The Influence of Fuel Type on Diesel Particulate Characteristics and Reactivity with O2 and NO2

Friday, September 7, 2018


Dr. Andrea Strzelec

Department of Mechanical Engineering

Mississippi State University

Hand 1144; 3:30 PMAndrea

Abstract: The NO2 oxidation kinetics and burning mode for diesel particulate from light-duty and medium-duty engines fueled with either ultra low sulfur diesel or soy methyl ester biodiesel blends have been investigated and are shown to be significantly different from oxidation by O2, which show fuel source dependence.  Oxidation kinetics were measured using a flow-through packed bed microreactor for temperature programmed reactions and isothermal differential pulsed oxidation reactions. The burning mode was evaluated using the same reactor system for flowing BET specific surface area measurements and HR-TEM with fringe analysis to evaluate the nanostructure of the nascent and partially oxidized particulates. The low activation energy measured, specific surface area progression with extent of oxidation, HR-TEM images and difference plots of fringe length and tortuosity paint a consistent picture of higher reactivity for NO2, which reacts indiscriminately immediately upon contact with the surface, leading to the Zone I or shrinking core type oxidation. In comparison, O2 oxidation is shown to have relatively lower reactivity, preferentially attacking highly curved lamella, which are more reactive due to bond strain, and short lamella, which have a higher proportion of more reactive edge sites. This preferential oxidation leads to Zone II type oxidation, where solid phase diffusion of oxygen via pores contributes significantly to slowing the overall oxidation rate, by comparison. In addition, I will describe some of my other research ventures, current and future.

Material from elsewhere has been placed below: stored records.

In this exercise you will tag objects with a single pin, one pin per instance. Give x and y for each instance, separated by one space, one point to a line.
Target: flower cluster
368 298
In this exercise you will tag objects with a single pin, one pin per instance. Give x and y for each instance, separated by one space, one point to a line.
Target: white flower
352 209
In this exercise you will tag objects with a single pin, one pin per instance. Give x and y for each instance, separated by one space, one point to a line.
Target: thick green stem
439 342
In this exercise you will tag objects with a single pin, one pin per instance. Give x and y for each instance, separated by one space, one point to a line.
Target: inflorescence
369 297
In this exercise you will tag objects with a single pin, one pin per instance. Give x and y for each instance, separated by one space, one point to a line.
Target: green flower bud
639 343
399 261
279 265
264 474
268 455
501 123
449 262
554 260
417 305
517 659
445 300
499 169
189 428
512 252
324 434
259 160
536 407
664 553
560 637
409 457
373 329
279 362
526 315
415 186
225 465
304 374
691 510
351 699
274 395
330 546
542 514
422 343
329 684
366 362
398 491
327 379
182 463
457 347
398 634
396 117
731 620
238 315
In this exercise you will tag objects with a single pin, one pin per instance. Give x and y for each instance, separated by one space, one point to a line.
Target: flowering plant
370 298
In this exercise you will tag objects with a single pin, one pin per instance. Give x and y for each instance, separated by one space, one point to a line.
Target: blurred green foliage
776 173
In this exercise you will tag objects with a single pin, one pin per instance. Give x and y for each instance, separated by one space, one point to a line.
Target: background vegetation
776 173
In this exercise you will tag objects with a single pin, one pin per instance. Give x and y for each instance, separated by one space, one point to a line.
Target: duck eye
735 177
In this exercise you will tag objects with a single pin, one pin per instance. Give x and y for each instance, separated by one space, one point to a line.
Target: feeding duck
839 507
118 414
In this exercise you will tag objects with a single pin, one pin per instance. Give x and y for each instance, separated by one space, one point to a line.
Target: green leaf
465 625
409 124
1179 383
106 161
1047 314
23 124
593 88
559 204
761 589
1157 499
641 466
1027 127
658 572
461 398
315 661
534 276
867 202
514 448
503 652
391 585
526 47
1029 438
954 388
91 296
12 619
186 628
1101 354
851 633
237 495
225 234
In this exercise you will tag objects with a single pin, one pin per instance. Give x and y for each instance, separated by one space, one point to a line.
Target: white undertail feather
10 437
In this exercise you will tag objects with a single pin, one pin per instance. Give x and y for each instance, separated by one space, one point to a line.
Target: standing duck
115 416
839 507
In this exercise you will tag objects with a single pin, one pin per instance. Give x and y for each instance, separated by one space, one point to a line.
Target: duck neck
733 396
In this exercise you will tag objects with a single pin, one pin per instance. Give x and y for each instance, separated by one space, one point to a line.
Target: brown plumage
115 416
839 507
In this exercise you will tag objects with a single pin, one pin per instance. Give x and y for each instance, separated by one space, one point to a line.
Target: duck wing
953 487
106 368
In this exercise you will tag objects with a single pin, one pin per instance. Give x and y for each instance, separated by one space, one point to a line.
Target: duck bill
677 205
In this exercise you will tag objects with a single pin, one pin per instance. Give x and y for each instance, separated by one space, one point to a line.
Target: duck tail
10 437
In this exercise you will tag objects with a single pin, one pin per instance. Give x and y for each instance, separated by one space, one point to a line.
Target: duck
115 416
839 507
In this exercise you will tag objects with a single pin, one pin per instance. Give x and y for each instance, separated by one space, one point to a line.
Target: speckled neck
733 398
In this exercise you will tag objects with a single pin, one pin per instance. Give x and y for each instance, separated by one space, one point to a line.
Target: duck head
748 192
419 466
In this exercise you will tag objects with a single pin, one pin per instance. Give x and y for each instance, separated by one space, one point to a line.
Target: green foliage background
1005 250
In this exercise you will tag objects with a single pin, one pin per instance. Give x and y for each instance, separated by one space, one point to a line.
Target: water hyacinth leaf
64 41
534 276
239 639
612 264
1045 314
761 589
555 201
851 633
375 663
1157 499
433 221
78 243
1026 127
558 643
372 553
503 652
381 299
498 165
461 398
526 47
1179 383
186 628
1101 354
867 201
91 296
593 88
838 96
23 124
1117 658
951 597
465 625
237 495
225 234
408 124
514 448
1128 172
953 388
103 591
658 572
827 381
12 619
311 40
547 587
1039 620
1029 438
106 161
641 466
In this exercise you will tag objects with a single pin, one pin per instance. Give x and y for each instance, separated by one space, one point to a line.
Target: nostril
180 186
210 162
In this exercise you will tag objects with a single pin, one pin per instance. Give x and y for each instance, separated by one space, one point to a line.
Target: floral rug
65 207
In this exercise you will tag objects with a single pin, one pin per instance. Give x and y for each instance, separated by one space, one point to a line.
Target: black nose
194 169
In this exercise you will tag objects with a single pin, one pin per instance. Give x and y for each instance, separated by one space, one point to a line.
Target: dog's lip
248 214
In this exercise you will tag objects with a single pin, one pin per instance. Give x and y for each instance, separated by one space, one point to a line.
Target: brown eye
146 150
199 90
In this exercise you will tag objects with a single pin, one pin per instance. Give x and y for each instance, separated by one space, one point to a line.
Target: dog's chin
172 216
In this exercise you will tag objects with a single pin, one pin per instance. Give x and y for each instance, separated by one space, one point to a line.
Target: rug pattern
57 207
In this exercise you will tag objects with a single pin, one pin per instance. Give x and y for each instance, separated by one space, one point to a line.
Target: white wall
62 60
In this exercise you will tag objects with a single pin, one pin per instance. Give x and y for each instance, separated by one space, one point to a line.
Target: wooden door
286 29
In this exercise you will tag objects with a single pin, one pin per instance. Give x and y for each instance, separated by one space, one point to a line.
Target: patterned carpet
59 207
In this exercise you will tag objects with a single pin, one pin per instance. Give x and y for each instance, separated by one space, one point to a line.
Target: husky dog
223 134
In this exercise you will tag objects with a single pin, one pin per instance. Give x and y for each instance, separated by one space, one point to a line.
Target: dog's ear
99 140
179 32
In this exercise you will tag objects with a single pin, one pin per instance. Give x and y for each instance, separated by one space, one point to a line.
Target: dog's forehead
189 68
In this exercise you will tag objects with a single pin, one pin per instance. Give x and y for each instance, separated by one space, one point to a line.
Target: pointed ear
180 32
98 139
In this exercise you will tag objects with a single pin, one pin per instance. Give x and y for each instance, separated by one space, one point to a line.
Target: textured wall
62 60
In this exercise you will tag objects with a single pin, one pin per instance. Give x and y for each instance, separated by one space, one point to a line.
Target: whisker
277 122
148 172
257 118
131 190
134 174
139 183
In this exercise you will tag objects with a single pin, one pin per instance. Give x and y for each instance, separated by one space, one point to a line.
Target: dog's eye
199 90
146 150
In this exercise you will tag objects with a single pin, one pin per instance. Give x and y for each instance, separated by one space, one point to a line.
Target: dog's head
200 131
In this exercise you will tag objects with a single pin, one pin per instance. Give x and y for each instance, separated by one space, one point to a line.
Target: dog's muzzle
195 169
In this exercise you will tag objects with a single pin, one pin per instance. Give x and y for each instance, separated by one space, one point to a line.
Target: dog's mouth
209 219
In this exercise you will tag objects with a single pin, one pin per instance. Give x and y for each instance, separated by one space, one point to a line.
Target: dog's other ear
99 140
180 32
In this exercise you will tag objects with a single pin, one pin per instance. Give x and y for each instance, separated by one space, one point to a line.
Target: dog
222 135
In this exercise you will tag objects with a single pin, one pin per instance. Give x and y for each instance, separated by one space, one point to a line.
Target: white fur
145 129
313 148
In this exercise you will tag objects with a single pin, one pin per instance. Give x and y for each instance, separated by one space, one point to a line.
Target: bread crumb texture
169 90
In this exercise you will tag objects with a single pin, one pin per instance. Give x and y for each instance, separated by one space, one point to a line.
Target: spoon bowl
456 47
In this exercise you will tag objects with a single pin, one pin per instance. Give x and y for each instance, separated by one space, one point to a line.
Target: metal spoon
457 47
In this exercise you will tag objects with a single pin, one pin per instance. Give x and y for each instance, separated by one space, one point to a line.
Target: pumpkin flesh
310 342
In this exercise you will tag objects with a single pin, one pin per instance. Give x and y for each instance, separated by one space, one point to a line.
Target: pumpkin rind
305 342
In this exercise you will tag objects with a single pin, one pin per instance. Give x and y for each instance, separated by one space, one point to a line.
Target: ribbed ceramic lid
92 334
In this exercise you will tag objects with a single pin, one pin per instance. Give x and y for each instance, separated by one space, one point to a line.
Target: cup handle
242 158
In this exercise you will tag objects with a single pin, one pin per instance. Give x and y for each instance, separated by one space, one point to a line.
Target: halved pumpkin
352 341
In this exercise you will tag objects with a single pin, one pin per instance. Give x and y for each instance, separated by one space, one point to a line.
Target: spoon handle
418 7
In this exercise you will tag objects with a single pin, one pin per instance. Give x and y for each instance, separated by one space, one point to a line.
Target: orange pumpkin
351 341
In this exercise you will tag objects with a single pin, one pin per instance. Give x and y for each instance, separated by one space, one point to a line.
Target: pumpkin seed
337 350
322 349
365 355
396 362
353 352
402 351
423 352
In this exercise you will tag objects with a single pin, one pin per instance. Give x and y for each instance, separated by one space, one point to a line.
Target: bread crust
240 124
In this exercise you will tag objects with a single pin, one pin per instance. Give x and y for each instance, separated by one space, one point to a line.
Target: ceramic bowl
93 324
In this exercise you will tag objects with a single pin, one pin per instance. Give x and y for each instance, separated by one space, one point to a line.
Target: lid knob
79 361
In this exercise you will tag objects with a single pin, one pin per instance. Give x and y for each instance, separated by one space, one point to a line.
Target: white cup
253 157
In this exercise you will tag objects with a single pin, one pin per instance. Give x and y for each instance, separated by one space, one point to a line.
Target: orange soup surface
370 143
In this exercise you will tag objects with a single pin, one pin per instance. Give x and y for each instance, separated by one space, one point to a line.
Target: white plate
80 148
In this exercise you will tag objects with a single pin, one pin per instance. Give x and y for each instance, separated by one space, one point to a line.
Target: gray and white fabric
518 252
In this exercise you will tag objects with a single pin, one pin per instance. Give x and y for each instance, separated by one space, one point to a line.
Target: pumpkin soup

Bio: Andrea Strzelec is an Assistant Professor the Department of Mechanical Engineering and principle investigator of the Combustion & Reaction Characterization Laboratory (CRCL) at the Center for Advanced Vehicular Systems (CAVS) at Mississippi State University. Previous to her academic career, she did postdoctoral fellowships at Oak Ridge and Pacific Northwest National Laboratories. She received her interdisciplinary Combustion Engineering Ph.D. from the University of Wisconsin-Madison, working through the Engine Research Center. She teaches thermodynamics, heat transfer, internal combustion engines, and combustion science. Dr. Strzelec’s sustainable energy research interests are in the area of heterogeneous reaction kinetics and characterization with specific focus on automotive combustion and emissions aftertreatment; low temperature catalysis; particulate filtration; pyrolysis; and remediation of hydrocarbon contamination. She has been PI (7), Co-PI (2) or Co-I (5) of 14 sponsored research projects totaling ~$1.65M, with ~$720k pro-rated to her. Her work has been published in top journals, including Topics in Catalysis, Energy & Fuels, Fuel, and International Journal of Engine Research.

Dr. Strzelec is the Vice Chair of the SAE Exhaust Aftertreatment and Emissions Committee, Associate Editor of the Journal of Emissions Control Science & Technology, a recipient of the 2016 SAE Forrest R. McFarland Service Award, 2015 SAE Ralph R. Teetor Educational Award and the recipient of the Texas A&M Mechanical Engineering 2015 Brittian Undergraduate Teaching Award.